Lowering Limits of Quantitation in LC–MS/MS Analyses for Food Safety and Environmental Applications

Technological advances in tandem quadrupole mass spectrometry (MS) are improving reliability, sensitivity, and quantitative analysis, as well as providing the lower limits of quantitation necessary for food safety and environmental applications. Regulatory requirements updates have consistently required enhanced sensitivity across the board, thereby creating challenges for laboratories—especially with difficult-to-analyze negative ionizing compounds. In addition, updated instruments are reducing laboratory operating costs and the environmental impact of mass spectrometry (MS) systems, including savings on energy and gas usage, as well as lowering heat and audible noise output.

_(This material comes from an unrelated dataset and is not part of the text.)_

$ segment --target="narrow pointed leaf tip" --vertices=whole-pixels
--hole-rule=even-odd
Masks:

Quantitative analysis using tandem quadrupole mass spectrometry (MS) is essential for many applications in food safety and environmental analysis. However, constantly evolving regulatory requirements for the analysis of food safety and toxic contaminants in the environment have required lower levels of detection at ecologically damaging levels. Improvements in the performance of the mass spectrometer for reliable and sensitive ion detection are critical for many laboratories.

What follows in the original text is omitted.